А вскоре чернее прежней весть прилетела: стольный город погаными захвачен, и великий князь не только свою столицу потерял, но и семьи, сыновей своих Всеволода с Мстиславом лишился, а теперь, мол, собирает войско против татар.

Спешно созвав совет, Ярослав Всеволодович темнее тучи ходил по палатам из угла в угол, а потом, усевшись на стул с высокой резной спинкой, уставился тяжелым взглядом на собравшихся. Помолчав немного, он, переводя взгляд с одного знакомого лица на другое, стал рассказывать о полученных горьких известиях.

– Теперь и вам ведомо все, что и мне, – проговорил он хмуро, закончив рассказ, и опустил голову.

Все молчали, будто вражеской стрелой сраженные страшным известием, ждали слова своего князя.

Князь глянул на собравшихся исподлобья и, увидев на суровых лицах опытных воинов удивление и смятение, медленно распрямился и снова заговорил:

– Вижу, и вам с трудом верится, что такое случиться могло.
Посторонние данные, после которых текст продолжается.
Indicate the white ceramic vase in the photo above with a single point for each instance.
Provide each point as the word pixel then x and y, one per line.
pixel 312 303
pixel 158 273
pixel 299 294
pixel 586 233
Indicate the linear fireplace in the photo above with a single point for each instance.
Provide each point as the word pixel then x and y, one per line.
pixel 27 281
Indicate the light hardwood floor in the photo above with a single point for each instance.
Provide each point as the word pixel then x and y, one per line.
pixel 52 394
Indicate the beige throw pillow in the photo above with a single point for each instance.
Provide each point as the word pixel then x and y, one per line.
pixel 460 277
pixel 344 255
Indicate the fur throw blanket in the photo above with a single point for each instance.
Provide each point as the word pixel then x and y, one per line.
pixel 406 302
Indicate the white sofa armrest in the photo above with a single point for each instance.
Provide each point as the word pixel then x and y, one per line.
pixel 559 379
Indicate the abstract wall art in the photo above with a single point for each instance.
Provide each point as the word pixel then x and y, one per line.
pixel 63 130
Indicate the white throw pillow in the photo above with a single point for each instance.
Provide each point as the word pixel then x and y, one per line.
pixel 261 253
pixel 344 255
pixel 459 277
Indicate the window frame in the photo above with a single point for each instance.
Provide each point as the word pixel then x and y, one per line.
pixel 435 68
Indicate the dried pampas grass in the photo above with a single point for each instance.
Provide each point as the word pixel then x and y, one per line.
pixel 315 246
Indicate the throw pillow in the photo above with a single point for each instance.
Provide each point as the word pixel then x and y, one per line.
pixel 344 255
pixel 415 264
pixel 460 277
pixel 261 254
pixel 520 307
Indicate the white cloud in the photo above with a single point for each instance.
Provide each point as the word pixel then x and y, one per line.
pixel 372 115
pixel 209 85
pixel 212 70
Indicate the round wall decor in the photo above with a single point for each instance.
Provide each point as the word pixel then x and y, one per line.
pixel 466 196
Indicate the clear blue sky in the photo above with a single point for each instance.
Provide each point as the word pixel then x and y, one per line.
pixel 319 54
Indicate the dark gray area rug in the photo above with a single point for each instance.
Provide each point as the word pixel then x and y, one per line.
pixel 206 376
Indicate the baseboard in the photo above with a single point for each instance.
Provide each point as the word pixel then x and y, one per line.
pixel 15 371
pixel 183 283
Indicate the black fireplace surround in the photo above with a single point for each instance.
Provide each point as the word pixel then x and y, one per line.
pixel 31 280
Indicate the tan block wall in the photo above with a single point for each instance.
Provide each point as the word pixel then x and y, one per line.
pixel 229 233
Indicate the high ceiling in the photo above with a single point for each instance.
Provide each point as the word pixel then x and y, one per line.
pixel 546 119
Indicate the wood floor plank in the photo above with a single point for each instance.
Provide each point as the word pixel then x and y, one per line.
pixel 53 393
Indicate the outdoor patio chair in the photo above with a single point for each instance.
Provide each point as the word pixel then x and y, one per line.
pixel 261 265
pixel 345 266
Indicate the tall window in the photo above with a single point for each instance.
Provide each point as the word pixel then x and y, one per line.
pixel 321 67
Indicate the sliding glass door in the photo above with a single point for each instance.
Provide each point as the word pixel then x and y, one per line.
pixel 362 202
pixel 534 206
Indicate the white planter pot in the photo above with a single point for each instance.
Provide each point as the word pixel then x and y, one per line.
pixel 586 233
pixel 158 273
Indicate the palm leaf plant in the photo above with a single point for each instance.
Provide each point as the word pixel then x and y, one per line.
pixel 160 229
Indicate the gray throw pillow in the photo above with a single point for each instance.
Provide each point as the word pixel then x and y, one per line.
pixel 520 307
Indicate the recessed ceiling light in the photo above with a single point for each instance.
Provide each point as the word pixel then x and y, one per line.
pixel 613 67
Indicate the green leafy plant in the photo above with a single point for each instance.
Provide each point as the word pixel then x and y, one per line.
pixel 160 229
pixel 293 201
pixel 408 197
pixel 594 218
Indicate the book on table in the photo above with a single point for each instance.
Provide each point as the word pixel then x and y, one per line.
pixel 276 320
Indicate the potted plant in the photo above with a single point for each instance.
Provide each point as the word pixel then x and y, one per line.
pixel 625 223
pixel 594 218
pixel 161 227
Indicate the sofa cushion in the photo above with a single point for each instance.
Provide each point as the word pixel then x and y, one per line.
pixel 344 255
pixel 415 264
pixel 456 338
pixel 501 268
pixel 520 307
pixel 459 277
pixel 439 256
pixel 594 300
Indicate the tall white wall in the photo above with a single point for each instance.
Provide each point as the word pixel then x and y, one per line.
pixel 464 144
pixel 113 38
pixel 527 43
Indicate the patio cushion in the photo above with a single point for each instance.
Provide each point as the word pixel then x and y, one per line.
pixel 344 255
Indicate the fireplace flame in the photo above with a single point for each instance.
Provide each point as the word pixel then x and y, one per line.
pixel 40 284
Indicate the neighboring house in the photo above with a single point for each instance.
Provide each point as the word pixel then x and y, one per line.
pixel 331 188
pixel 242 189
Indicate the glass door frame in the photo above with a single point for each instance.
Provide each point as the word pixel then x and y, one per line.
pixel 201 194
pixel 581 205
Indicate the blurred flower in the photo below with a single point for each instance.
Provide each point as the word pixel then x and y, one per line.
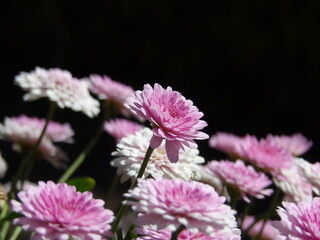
pixel 227 143
pixel 299 221
pixel 241 178
pixel 297 144
pixel 3 166
pixel 311 172
pixel 206 176
pixel 119 128
pixel 24 132
pixel 58 211
pixel 173 118
pixel 265 154
pixel 112 92
pixel 60 87
pixel 149 233
pixel 268 232
pixel 172 203
pixel 293 184
pixel 131 151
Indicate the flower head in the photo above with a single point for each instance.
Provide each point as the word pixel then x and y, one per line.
pixel 119 128
pixel 268 233
pixel 132 149
pixel 297 144
pixel 243 179
pixel 58 211
pixel 173 117
pixel 112 92
pixel 24 132
pixel 60 87
pixel 299 221
pixel 292 182
pixel 149 233
pixel 172 203
pixel 265 154
pixel 311 172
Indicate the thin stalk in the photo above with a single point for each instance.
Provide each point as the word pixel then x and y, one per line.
pixel 273 205
pixel 124 208
pixel 176 233
pixel 129 232
pixel 82 156
pixel 30 156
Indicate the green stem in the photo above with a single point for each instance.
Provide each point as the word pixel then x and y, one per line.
pixel 124 208
pixel 176 233
pixel 273 205
pixel 16 233
pixel 129 232
pixel 82 156
pixel 112 188
pixel 30 156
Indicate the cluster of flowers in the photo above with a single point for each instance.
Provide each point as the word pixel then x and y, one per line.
pixel 175 193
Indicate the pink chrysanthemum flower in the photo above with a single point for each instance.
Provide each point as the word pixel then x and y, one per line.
pixel 112 92
pixel 58 211
pixel 172 203
pixel 3 166
pixel 132 149
pixel 227 143
pixel 207 177
pixel 293 183
pixel 173 117
pixel 268 232
pixel 60 87
pixel 241 178
pixel 265 154
pixel 119 128
pixel 311 172
pixel 297 144
pixel 149 233
pixel 24 132
pixel 299 221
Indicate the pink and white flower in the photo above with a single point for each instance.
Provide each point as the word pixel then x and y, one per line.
pixel 297 144
pixel 149 233
pixel 172 203
pixel 119 128
pixel 112 92
pixel 58 211
pixel 268 232
pixel 311 172
pixel 241 178
pixel 60 87
pixel 24 132
pixel 292 182
pixel 299 221
pixel 174 118
pixel 131 151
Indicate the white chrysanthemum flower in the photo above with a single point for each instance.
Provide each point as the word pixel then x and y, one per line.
pixel 293 184
pixel 132 149
pixel 60 87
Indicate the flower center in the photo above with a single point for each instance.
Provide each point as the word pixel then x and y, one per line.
pixel 173 111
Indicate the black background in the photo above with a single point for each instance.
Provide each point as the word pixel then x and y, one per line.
pixel 250 66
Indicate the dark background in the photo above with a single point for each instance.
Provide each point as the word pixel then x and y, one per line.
pixel 250 66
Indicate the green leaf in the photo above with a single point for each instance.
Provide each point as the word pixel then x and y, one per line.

Но не время сейчас слезы лить по убиенным, надобно решить, как действовать будем. – Гулким эхом прокатились по палатам княжеские слова, сказанные хоть и твердым, но каким‑то совсем незнакомым голосом. – Сами знаете, и у наших ворот не гости богатые с заморскими товарами стоят, а вороги лютые, до наших земель и душ христианских охочие. Можем ли все оставить и уйти, чтобы великому князю помочь? Скажите свое слово, мужи мудрые, ратники бывалые!

Ответом князю было тягостное молчание. Слишком трудную ношу взвалил он на своих соратников, которые никак не могли прийти в себя от того, что сейчас услышали.

Хотели бы они спросить, как случилось, что великий князь, уже зная о силе врага, не сам на него пошел, а сына своего Всеволода биться с погаными отправил, почему оставил столицу, поручил ее сыновьям оборонять, а главное – отчего сразу за помощью не обратился? Но разве спросишь об этом у Ярослава Всеволодовича, ведь в вопросах таких слова о вине его брата скрыты, да к тому же вряд ли он и сам знает ответы на эти вопросы.

– Больно тяжело решение, князь, – прервал чей-то глухой голос затянувшееся молчание, – сразу не ответить.

Ярослав Всеволодович повернул голову в сторону говорившего, однако тот уже замолчал, понурив голову, но в этот момент раздался другой голос, а за ним, кажется, заговорили все разом:

– Поздно, князь, на подмогу собираться.

– Сам он виноват.

– Сразу бы звал.

– Вот–вот, может быть, тогда бы худа и не случилось.

– Кабы он рязанцам помог…

– Он и раньше‑то не больно спешил другим помогать, помнится, отрядец‑то, что он тестю твоему послал, до Калки так и не дошел, домой воротился.

– Это ж надо, сколько душ невинных погублено.

– Мы уйдем, на кого здесь людей оставим?

– Литва да немцы себя ждать не заставят!

– Это уж наверняка!

– На то он и великим князем прозывается, что как отец родной должен всем на подмогу первым приходить.

– Вот–вот, сам‑то мешкал, ждал чего‑то до последнего.

– Сейчас‑то, ясное дело, почитай, все потерял, не жалко и славой поделиться.

– Уж какая тут слава. О чем говоришь!

– Ждал великий князь долго, теперь не успеем к нему на подмогу.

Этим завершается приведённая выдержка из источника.